Un Couteau Dans Le Cœur, Laissez Bronzer Les Cadavres, In Fabric, Bacurau, The Stylist, des œuvres récentes dont on peut souvent dire, quand elles ne sont pas directement des nouveaux canons du genre, qu’elles empruntent directement au Giallo. Si le Giallo – genre de cinéma initialement policier qui flirte avec l’horreur et l’érotisme, avec une stylistique très appuyée – peut être associé à celui qui a pérennisé ses codes, Mario Bava, et son La Fille Qui En Savait Trop (1963), il rime souvent dans la conscience collective avec Dario Argento. Un auteur qui s’est illustré dans nombre d’œuvres considérées comme cultes, et qui a su montrer d’une grande virtuosité dans les abords de son style. Avec une carrière riche, qui propose beaucoup, l’envie nous est donnée d’aborder son œuvre, pour en retirer l’essence et le génie.
La “Trilogie Animale”
L’oiseau Au Plumage De Cristal (1970)
Le Chat À Neuf Queues (1971)
Quatre Mouches De Velours Gris (1971)
Récurrence évidente du Giallo, le meurtre est un raccord visuel prédominant chez Argento. Pour sa trilogie animale, c’est vers le rapport au crime que ce dernier intéresse le scénario. Que le personnage principal en soit l’instigateur ou le simple témoin, il en est hanté, obsédé par des visions qui nous sont explicitement montrées. Les défenestrations, où la caméra va à son tour s’embarquer dans la chute, une poussée sur voie ferrée où l’on voit la victime tourner sous les roues du train tandis que le travelling continue de suivre la rame, les gros plans sur les gants/armes à chaque préparation antérieure au meurtre, Argento se fait plaisir à iconiser ces moments par une mise en scène unique et emplie de prises de risques. Pourtant, malgré cet aspect volontairement kitsch, qui est la caractéristique de son cinéma, l’ensemble est maîtrisé, et ce dès L’oiseau Au Plumage De Cristal.

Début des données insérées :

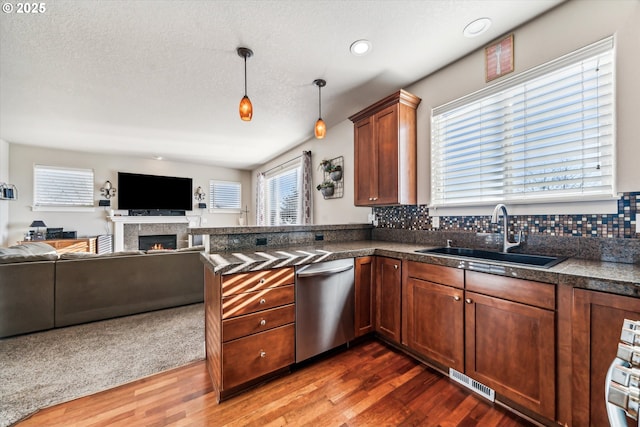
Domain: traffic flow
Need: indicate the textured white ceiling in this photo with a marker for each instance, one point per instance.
(162, 77)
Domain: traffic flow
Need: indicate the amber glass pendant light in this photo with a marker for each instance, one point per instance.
(320, 128)
(245, 109)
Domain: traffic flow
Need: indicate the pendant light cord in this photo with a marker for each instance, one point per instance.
(245, 75)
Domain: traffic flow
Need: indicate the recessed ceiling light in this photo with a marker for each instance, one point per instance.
(360, 47)
(477, 27)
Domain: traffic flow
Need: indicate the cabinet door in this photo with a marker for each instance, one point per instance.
(386, 143)
(364, 295)
(388, 298)
(434, 320)
(596, 322)
(365, 164)
(510, 347)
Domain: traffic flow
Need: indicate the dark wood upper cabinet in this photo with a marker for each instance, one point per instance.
(385, 151)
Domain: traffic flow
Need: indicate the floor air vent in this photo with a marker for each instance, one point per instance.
(472, 384)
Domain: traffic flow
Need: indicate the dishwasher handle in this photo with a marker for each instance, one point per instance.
(326, 272)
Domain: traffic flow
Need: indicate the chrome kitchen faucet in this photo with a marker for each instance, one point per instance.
(506, 244)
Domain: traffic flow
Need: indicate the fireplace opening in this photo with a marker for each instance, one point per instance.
(158, 242)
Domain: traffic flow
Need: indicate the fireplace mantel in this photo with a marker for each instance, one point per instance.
(120, 221)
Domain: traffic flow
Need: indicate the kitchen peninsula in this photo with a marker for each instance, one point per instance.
(558, 299)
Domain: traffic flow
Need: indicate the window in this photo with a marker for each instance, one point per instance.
(225, 195)
(282, 193)
(544, 135)
(65, 188)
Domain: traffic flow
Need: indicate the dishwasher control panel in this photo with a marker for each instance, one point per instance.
(624, 374)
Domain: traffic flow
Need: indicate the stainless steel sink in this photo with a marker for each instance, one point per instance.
(523, 259)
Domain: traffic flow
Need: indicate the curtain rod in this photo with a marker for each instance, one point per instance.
(281, 165)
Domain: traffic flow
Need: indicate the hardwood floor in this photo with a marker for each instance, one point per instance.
(367, 385)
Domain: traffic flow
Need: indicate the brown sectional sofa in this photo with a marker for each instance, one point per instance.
(44, 291)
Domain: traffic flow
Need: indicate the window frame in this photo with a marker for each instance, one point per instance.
(47, 207)
(546, 203)
(291, 166)
(212, 208)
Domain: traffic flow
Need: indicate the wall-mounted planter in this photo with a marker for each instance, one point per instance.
(332, 171)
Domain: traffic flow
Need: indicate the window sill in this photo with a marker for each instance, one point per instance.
(583, 207)
(62, 209)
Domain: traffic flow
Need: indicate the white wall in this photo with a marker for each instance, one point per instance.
(4, 177)
(566, 28)
(338, 142)
(570, 26)
(106, 167)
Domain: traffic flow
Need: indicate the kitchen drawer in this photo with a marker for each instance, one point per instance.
(248, 324)
(251, 357)
(249, 282)
(436, 273)
(252, 302)
(538, 294)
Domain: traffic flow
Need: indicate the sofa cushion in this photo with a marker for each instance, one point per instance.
(15, 258)
(30, 248)
(82, 255)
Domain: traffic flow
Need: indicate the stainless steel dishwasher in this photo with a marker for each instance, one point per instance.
(324, 307)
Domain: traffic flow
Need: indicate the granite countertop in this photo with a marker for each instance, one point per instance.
(618, 278)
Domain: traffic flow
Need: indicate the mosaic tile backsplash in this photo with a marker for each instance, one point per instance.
(620, 225)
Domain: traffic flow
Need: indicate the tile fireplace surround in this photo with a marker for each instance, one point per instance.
(128, 228)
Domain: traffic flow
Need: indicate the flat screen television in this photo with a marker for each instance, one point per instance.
(153, 192)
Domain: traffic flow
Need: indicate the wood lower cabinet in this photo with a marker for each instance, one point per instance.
(385, 151)
(387, 295)
(364, 295)
(498, 330)
(510, 339)
(249, 326)
(433, 307)
(596, 325)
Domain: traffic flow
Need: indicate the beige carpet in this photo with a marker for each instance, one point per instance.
(46, 368)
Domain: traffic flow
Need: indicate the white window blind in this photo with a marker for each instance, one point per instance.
(544, 135)
(225, 195)
(62, 187)
(283, 200)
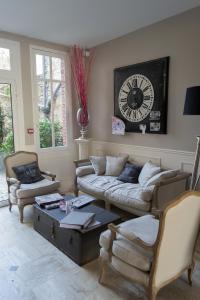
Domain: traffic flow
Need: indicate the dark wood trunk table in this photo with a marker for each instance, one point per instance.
(80, 247)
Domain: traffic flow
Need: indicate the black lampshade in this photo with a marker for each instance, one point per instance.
(192, 101)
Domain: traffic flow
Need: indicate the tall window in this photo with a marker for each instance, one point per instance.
(51, 99)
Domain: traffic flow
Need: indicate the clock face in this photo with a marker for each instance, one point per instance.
(136, 98)
(140, 96)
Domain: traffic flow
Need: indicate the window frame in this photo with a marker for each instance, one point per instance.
(14, 78)
(34, 50)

On y suit Sam Dalmas, écrivain américain établi à Rome, qui passant de nuit devant une galerie d’art assiste à une tentative d’assassinat dans cette dernière, son intervention la faisant capoter. Lui qui s’apprête à rentrer aux États-Unis se retrouve bloqué par la police locale en tant que témoin-clé. Obsédé et cauchemardant sur l’événement et le fait que certains détails lui échappent, Sam décide de profiter de cette retraite forcée pour enquêter à son tour, et tenter d’apporter une lumière sur qui a bien voulu en vouloir à Monica Ranieri, la femme du patron de la galerie. Si l’enquête suit une narration assez logique, voire parfois trop facile – on est rarement surpris par les rebondissements, calqués sur les thèmes des thrillers classiques –, c’est, comme on l’a mentionné précédemment, dans le visuel qu’Argento axe son potentiel de fascination. Sa collaboration avec Vittorio Storaro (qui a opéré sa magie sur Apocalypse Now, ça en dit long sur le talent du bonhomme) n’est pas anodine dans le rendu : L’oiseau Au Plumage De Cristal est avant tout un film d’ambiance, où toutes les teintes nous plongent dans la névrose nouvelle du personnage principal.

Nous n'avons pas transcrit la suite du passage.